Perdiccas caught my eye and I followed him out of the tent.
‘Darius tricked us. He’s already behind us – has retaken Issus and all our baggage. He . . . blinded most of our sick and wounded, except a few he left with one eye.’ Perdiccas shrugged.
‘Ares,’ I breathed. Now Darius had us. He was on
our
communications. He’d outmarched us.
Darius, the slow, conservative Persian.
I followed Perdiccas back inside.
Parmenio was busy apportioning blame. ‘I told you!’ he shouted as I entered. ‘Darius will pick a river – the one with the steepest sides – and he’ll entrench on the other side, and we will
have
to fight through him. We’re going to have to attack an entrenched army that is double our size.’
Alexander’s smile never wavered. ‘I agree,’ he said. ‘The greater the difficulty, the greater the glory. And now Darius is committed to fight. He won’t be allowed to slip away.’
Parmenio was about to go on with his (perfectly accurate) rant, but Alexander’s comment brought him up short.
‘You don’t get it, do you?’ Parmenio asked. ‘This is not a play. This is not a game. If we fail to break Darius, we are
done
. We will have
lost
.’ He was so angry that spittle flew from his mouth.
Alexander’s smile was like the grin of a satyr. ‘Then we’d best win, hadn’t we?’ he said, and his confidence was both infectious and offensive, all at the same time.
Two more days of rain, and we came
back
to the Pillar of Jonah. Darius could have held it against us for ever, but that wasn’t his style. He wanted a field battle as much as Alexander did.
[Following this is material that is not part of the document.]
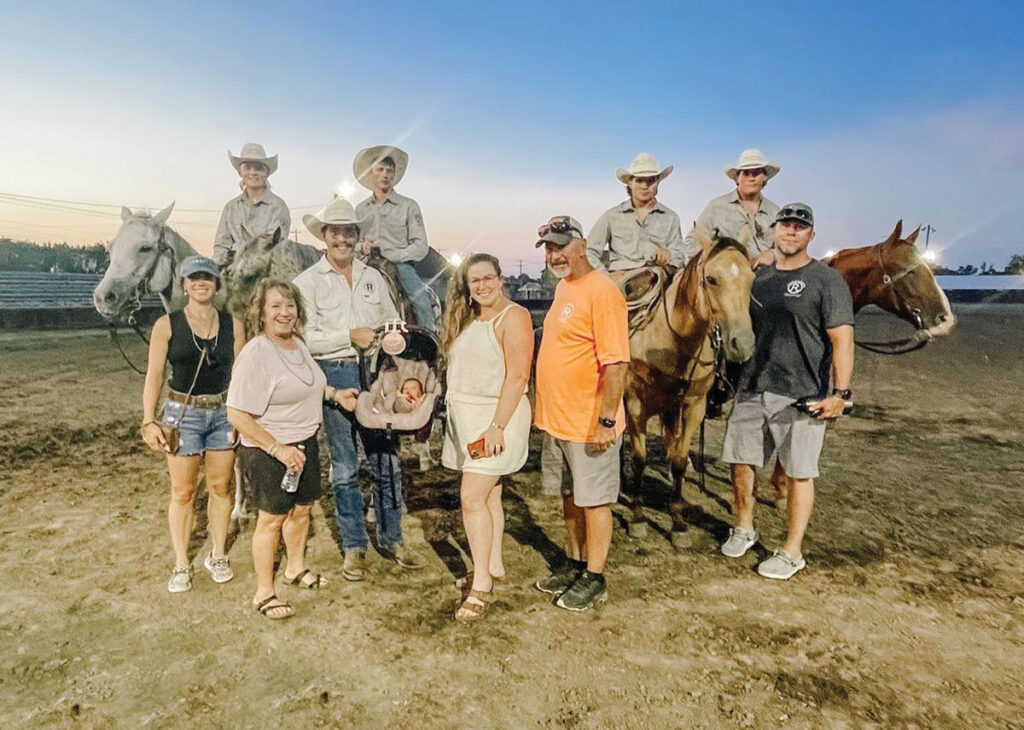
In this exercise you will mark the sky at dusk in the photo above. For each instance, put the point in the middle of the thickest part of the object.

So we began to pass it, led by the Agrianians and the Thracians and Paeonians, who went through as fast as men could swim and run, and then spread out on the far side to give us some cover.
That night, we camped on the heights north of the Pillars, and we could see Darius’s fires like a carpet of fireflies. The weather was mild in the evening, but around midnight the rains returned, drowning out Alexander’s attempt to make a burned offering on an ancient altar in the hills.
I doubt my men were dry, but here’s the value of an old sweat like Isokles – he’d spent time training the new men to build shelters. Recruits build shelters that trap water and soak their cloaks – and then fall down at the first touch of wind. Veterans tend to build tiny, snug shelters that will last out a hurricane and have room for five men as long as the men don’t mind lying atop each other. Warm men can sleep, even if they are damp. Our men built some remarkable shelters that night – I remember them – my favourite of which (remember we were camped on a steep hillside) was a shallow cave with stakes driven deep into the sandy soil at the back – and then the file’s shields carefully laid across the stakes to form a roof of solid wood and hide. With some cloaks and some stolen cloth to pad it out, it was as dry as a bone and warm in there. I know, because that’s where I ate breakfast in the morning. With the rain still pouring down.
I had some old friends to breakfast, because we’d made camp late and were all camped together on the ridge – pezhetaeroi and Agrianians and hypaspitoi and Hetaeroi, too. So Bubores and Astibus shared my hot wine and honey, my barley with local yogurt – and those were a general officer’s provisions, gathered by expert foragers like Ochrid. We were in trouble, and everyone knew it.
Later, I gathered that the yogurt cost me a gold daric. The cost of a good donkey, at home.
Bubores was delighted by the provender, and deeply troubled. Astibus was less concerned, but he kept looking at the rain as he chewed his three-day-old bread, and both of them were damp and less than lively company.
Polystratus made room for Strakos, who pushed in under the shields like a dancer, carefully avoiding putting undue pressure on the supports or shaking water off the shields.